Now as mentioned on the differences earlier, tagless-final is not just for monads; we can abstract any type into it. For example, the Num class is, in fact, a tagless-final encoding. Whenever we work with generic numeric types, we're using this pattern. For instance:

example :: (Num a) => a -> a
example n = (n+1)*2

This operation does not care what numeric type 'a' we use; it simply needs it to support addition and multiplication.

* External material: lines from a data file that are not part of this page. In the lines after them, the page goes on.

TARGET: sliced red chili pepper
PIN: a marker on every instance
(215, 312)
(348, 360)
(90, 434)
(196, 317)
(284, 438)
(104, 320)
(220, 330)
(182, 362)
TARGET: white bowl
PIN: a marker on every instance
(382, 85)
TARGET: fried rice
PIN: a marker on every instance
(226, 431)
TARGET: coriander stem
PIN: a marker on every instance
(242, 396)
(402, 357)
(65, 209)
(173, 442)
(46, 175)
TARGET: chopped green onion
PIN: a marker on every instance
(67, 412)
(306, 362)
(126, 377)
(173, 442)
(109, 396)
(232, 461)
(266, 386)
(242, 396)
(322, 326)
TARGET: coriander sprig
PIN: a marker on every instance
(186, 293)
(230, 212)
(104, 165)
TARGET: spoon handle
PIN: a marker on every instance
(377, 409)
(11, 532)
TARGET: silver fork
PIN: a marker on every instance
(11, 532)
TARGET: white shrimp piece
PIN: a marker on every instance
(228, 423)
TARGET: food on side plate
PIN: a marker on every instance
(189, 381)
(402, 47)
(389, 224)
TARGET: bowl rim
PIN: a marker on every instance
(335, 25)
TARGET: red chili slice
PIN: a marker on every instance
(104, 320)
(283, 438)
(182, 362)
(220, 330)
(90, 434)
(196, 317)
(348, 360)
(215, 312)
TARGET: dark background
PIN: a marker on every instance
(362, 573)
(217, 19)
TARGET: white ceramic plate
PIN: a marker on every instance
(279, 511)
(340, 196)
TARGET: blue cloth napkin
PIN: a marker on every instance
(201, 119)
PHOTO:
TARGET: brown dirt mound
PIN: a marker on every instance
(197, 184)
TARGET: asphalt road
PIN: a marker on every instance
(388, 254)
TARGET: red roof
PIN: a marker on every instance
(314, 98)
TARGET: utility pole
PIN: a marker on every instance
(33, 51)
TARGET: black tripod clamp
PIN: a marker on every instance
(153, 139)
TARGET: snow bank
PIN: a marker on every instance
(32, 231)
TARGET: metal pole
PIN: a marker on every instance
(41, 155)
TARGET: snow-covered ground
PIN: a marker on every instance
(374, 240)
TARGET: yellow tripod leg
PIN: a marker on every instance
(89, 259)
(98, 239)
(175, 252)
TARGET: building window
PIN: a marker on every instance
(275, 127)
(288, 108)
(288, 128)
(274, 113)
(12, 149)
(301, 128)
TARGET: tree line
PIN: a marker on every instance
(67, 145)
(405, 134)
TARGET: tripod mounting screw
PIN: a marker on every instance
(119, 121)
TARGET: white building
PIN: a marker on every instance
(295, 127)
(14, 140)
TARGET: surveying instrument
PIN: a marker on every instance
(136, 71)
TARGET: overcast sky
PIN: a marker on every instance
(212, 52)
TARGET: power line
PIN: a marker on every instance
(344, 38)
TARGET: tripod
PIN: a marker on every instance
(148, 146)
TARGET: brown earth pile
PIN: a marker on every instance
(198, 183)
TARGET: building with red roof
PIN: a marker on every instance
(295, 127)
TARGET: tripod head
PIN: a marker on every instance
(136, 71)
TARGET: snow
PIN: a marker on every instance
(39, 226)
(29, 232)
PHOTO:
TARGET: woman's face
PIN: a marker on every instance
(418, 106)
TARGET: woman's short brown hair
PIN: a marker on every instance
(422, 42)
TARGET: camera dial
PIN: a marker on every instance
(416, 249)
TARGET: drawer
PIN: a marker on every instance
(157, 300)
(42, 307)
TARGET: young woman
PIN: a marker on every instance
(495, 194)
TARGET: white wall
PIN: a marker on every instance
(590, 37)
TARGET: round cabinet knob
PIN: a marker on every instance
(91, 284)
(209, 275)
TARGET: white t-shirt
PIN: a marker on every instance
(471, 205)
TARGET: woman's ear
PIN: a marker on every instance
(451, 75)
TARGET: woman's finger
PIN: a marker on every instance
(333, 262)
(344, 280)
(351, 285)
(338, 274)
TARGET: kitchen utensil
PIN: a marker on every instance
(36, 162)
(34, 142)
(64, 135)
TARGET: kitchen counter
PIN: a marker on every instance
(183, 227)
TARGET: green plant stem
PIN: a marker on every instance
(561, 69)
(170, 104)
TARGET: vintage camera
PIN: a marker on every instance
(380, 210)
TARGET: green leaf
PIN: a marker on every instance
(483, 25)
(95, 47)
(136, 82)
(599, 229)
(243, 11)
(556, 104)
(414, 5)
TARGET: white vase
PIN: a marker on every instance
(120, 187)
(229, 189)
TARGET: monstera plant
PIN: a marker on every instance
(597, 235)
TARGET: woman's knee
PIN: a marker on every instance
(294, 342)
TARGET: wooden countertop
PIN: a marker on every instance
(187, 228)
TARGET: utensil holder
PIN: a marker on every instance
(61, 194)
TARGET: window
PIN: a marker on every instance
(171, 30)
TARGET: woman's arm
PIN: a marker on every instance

And what about the second difference I highlighted, extensibility? To understand this, let's go back to our Database example. We'll define a new set of operations:

class (Monad m) => Debugger m where
    report :: String -> m ()
    panic :: m a

These describe an entirely new set of operations a monadic computation can perform. However, thanks to the design pattern, we can actually use both of them in a new function:

changeNameOrPanic :: (Database m, Debugger m) => User -> String -> m ()
changeNameOrPanic user newname = do
    report $ "Attempting to change name into " ++ newname ++ "..."
    status <- changeName user newname
    if status then return ()
    else panic

From this code, we can note two details:

• On the one hand, we're reusing our original changeName function, which has no knowledge of the new Debugger class
• And on the other hand, this new function can enjoy the operations of both abstractions

This is what extensibility means: we can reuse old operations, as well as add new operations as we require them. Now, obviously, interpreting this function will require us to implement Debugger too. We can't do that with just Writer any more, because 'panic :: m a' requires short-circuiting behaviour. It is possible by composing Writer with Maybe, however, and I'll leave that as an exercise for the reader.